Published: 19 May 2006

Abstract

Background

Low serum selenium has been associated with lower CD4 counts and greater mortality among HIV-1-seropositive individuals, but most studies have not controlled for serum albumin and the presence of an acute phase response.

Methods

A cross-sectional study was conducted to evaluate relationships between serum selenium concentrations and CD4 count, plasma viral load, serum albumin, and acute phase response markers among 400 HIV-1-seropositive women.

Results

In univariate analyses, lower CD4 count, higher plasma viral load, lower albumin, and the presence of an acute phase response were each significantly associated with lower serum selenium concentrations.
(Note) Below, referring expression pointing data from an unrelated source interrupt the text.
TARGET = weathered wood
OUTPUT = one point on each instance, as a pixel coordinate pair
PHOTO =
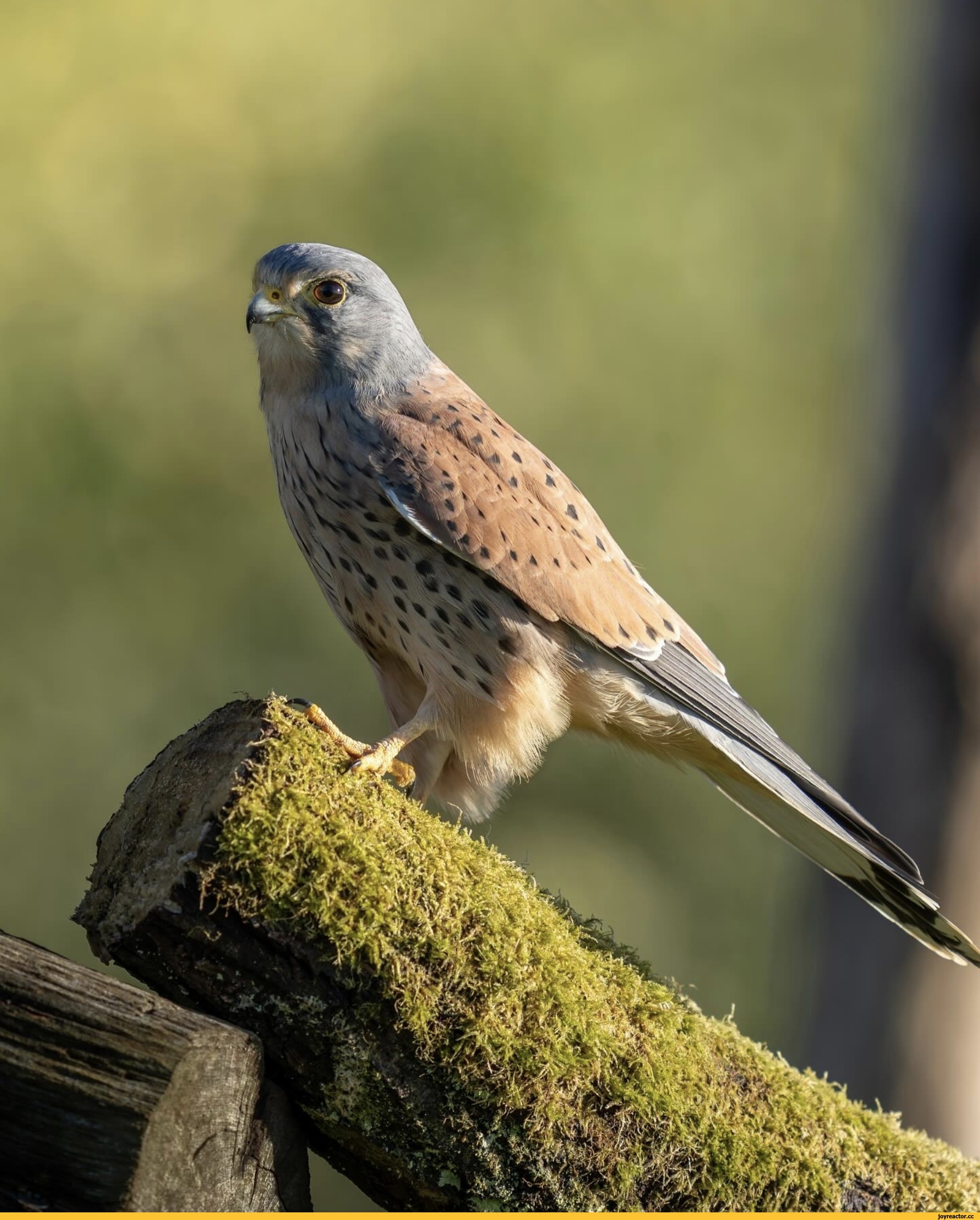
(455, 1041)
(113, 1099)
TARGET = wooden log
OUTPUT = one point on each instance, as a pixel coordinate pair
(113, 1099)
(456, 1041)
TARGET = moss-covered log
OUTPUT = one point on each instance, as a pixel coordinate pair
(455, 1040)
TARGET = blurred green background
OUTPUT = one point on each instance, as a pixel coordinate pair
(655, 236)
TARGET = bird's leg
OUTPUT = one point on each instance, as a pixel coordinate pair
(379, 758)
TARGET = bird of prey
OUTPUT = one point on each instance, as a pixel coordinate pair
(495, 607)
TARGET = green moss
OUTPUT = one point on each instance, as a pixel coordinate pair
(535, 1015)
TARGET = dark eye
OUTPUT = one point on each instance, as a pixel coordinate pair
(330, 292)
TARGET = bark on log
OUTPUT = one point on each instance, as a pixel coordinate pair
(115, 1100)
(455, 1040)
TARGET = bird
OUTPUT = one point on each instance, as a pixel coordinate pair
(494, 606)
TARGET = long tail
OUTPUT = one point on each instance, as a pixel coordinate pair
(763, 790)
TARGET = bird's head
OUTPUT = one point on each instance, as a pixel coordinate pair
(330, 314)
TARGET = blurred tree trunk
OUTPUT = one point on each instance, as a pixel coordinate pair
(915, 748)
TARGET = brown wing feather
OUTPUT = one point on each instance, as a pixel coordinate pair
(481, 489)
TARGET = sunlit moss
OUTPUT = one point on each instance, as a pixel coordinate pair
(528, 1013)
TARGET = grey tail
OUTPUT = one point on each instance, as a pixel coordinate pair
(764, 791)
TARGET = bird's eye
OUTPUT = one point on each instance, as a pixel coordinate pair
(330, 292)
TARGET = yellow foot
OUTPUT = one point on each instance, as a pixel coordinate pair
(379, 759)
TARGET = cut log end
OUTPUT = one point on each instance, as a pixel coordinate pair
(452, 1039)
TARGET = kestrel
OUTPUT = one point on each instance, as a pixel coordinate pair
(495, 607)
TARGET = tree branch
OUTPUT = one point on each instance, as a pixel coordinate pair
(115, 1100)
(452, 1038)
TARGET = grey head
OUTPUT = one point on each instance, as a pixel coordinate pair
(327, 316)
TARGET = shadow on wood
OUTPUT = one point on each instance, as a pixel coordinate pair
(113, 1099)
(454, 1039)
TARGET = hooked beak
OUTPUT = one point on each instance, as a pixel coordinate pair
(261, 309)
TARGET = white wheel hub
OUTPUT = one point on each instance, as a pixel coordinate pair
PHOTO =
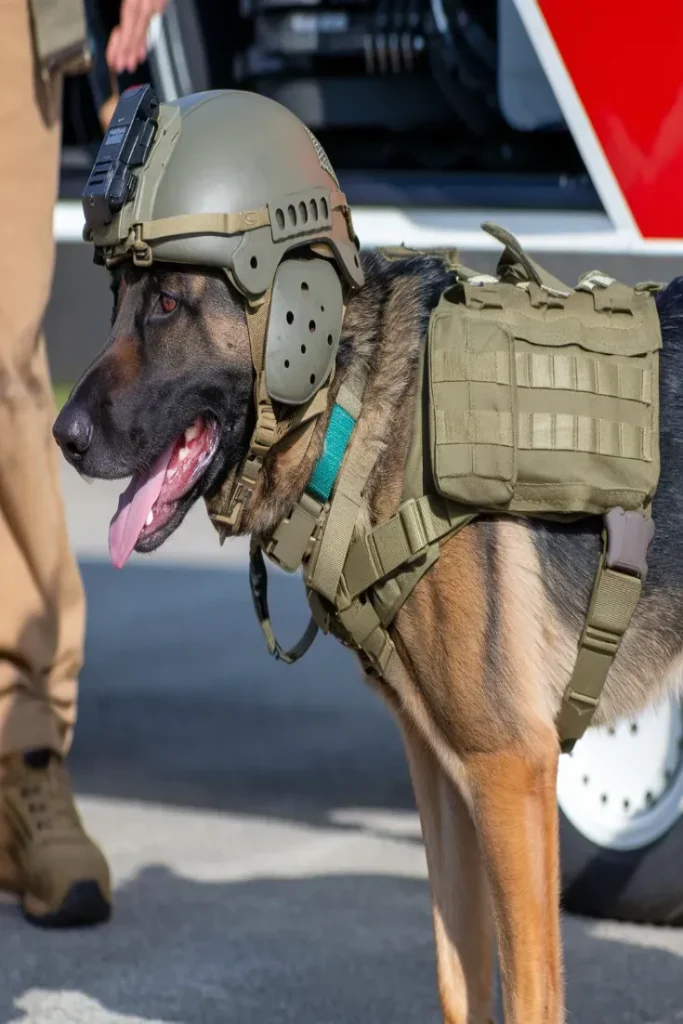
(623, 787)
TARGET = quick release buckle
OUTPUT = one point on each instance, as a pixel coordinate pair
(629, 538)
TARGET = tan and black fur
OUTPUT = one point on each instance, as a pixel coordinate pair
(487, 640)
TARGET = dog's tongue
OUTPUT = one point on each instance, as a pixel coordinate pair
(134, 506)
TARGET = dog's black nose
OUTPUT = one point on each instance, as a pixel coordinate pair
(73, 432)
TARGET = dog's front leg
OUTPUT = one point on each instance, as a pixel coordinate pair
(515, 811)
(461, 903)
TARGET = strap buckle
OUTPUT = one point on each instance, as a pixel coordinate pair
(265, 432)
(629, 538)
(293, 539)
(414, 528)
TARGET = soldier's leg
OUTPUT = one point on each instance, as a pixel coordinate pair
(44, 853)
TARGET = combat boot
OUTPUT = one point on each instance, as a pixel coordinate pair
(46, 857)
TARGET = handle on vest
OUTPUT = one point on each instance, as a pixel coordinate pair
(515, 255)
(258, 579)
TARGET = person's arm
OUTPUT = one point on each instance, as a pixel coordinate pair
(128, 43)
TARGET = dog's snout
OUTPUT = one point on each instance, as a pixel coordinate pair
(73, 431)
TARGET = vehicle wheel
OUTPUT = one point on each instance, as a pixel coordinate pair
(621, 799)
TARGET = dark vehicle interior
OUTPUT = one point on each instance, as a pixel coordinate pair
(418, 102)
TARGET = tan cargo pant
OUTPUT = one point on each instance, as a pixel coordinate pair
(42, 610)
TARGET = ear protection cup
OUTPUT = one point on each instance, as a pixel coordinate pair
(303, 332)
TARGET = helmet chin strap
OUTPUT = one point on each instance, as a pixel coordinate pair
(227, 508)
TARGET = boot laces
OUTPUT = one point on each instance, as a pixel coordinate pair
(47, 800)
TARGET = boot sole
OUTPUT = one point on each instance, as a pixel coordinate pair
(83, 905)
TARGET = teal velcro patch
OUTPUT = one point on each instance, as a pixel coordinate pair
(337, 437)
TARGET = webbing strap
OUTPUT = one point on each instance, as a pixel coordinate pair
(545, 370)
(613, 601)
(399, 541)
(258, 579)
(544, 432)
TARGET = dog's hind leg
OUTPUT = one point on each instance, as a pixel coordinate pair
(461, 902)
(515, 810)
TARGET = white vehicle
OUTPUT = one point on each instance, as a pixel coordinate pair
(440, 114)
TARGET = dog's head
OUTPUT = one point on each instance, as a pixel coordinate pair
(168, 402)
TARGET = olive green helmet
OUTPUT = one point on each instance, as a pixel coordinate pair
(231, 179)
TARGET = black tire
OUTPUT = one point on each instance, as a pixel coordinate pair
(643, 885)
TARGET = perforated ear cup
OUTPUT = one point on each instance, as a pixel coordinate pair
(304, 327)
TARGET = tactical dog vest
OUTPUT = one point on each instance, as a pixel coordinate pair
(538, 399)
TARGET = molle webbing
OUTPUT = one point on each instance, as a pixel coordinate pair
(545, 401)
(534, 399)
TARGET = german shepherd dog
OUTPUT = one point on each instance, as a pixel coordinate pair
(487, 640)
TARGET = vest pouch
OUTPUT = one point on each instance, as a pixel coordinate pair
(472, 403)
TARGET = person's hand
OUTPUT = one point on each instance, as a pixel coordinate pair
(128, 43)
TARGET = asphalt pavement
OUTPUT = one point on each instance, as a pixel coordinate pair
(259, 823)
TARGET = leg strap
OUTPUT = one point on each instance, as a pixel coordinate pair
(615, 592)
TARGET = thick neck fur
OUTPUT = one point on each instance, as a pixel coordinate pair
(384, 330)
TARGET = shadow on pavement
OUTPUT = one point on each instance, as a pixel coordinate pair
(181, 704)
(337, 949)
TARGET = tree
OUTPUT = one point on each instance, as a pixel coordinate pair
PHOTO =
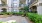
(25, 9)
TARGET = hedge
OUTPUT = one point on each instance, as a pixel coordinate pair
(35, 17)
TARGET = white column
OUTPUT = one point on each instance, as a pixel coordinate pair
(39, 10)
(0, 2)
(27, 2)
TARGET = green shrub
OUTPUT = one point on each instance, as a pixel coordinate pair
(35, 17)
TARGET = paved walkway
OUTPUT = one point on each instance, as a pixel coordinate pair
(18, 19)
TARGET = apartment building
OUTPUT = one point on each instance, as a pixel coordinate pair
(36, 5)
(12, 5)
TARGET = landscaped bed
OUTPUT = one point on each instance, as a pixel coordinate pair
(10, 21)
(35, 17)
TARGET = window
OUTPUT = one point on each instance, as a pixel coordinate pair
(14, 0)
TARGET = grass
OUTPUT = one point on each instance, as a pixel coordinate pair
(35, 17)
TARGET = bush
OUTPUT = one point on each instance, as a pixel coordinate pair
(35, 17)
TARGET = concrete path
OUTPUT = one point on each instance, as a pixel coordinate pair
(18, 19)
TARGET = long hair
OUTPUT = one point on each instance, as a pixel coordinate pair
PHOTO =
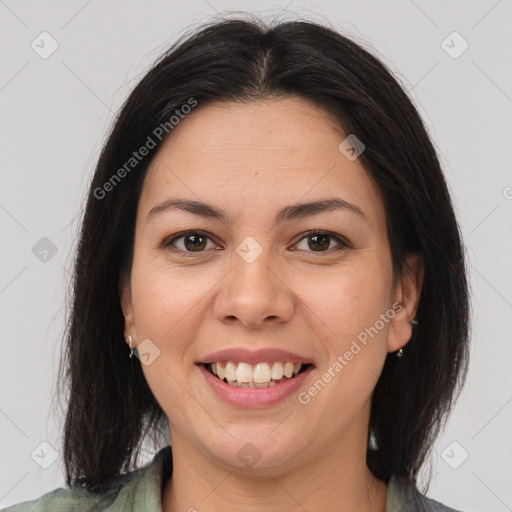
(110, 407)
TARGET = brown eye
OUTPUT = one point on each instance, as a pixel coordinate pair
(319, 241)
(191, 241)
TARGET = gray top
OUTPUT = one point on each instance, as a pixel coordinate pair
(141, 490)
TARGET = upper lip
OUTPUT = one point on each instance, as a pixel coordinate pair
(240, 354)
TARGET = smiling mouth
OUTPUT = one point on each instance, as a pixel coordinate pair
(260, 375)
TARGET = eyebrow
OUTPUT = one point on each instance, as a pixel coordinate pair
(287, 213)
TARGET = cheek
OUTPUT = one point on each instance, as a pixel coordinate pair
(347, 302)
(168, 303)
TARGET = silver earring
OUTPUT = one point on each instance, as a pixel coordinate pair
(131, 348)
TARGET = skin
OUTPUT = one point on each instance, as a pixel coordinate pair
(251, 160)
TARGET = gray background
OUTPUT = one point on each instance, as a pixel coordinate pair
(54, 115)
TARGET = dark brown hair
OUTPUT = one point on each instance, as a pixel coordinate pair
(110, 407)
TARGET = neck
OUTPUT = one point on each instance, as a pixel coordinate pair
(339, 480)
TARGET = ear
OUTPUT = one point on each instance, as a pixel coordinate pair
(407, 293)
(127, 307)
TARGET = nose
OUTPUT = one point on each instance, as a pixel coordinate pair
(254, 294)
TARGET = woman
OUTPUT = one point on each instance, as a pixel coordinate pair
(269, 229)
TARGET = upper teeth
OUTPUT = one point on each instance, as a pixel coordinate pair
(259, 373)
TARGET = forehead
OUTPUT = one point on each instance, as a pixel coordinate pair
(251, 157)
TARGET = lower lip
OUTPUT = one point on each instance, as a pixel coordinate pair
(254, 397)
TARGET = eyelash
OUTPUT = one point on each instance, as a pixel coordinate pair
(168, 242)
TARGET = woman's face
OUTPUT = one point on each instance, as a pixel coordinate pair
(258, 288)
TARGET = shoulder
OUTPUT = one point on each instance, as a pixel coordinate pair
(125, 492)
(403, 496)
(74, 499)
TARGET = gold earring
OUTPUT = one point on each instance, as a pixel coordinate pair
(131, 348)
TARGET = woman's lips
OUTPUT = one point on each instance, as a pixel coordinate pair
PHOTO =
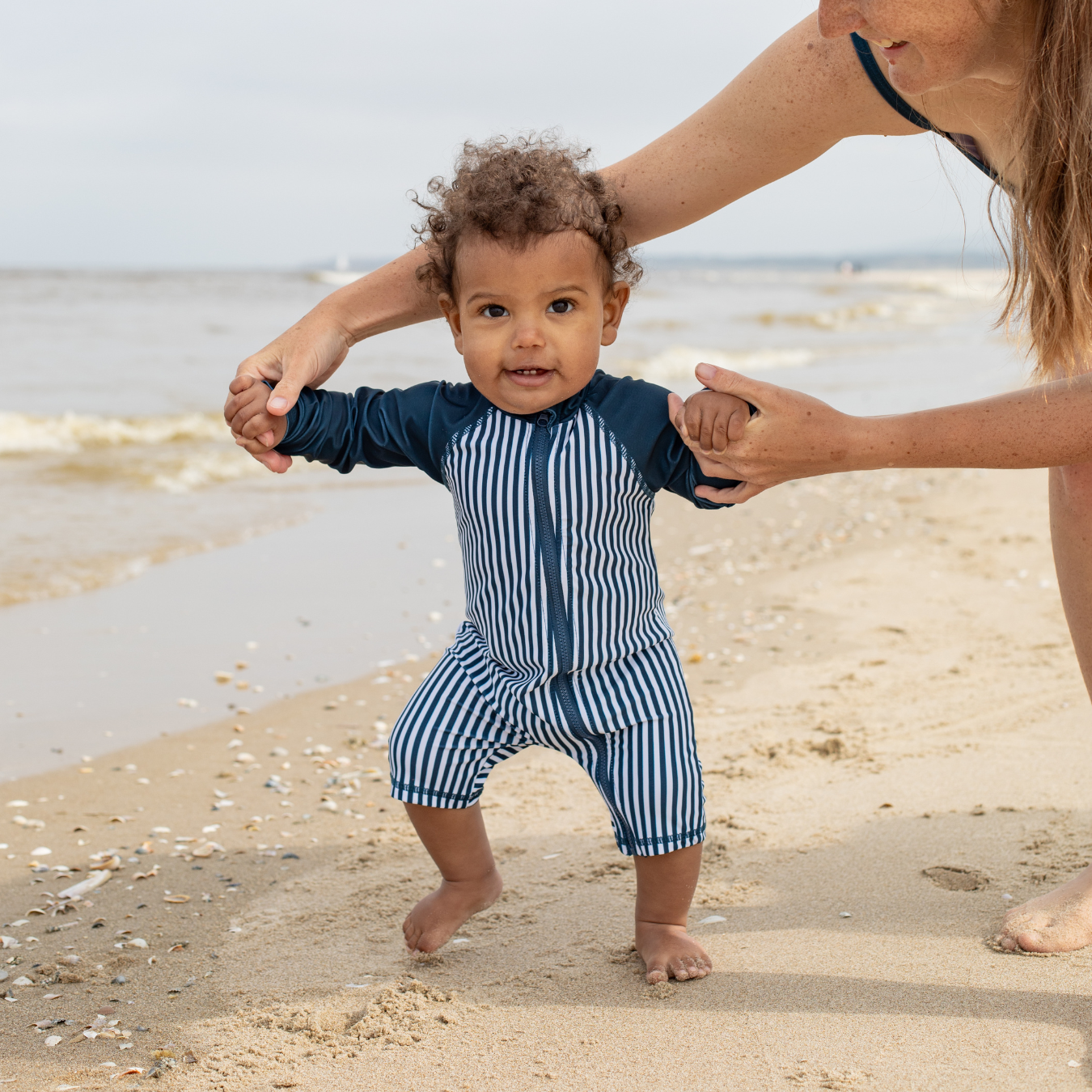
(530, 377)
In multivariate analyses including all four of these covariates, only albumin remained significantly associated with serum selenium. For each 0.1 g/dl increase in serum albumin, serum selenium increased by 0.8 μg/l (p < 0.001). Women with an acute phase response also had lower serum selenium (by 5.6 μg/l, p = 0.06).

Conclusion

Serum selenium was independently associated with serum albumin, but not with CD4 count or plasma viral load, in HIV-1-seropositive women. Our findings suggest that associations between lower serum selenium, lower CD4 count, and higher plasma viral load may be related to the frequent occurrence of low serum albumin and the acute phase response among individuals with more advanced HIV-1 infection.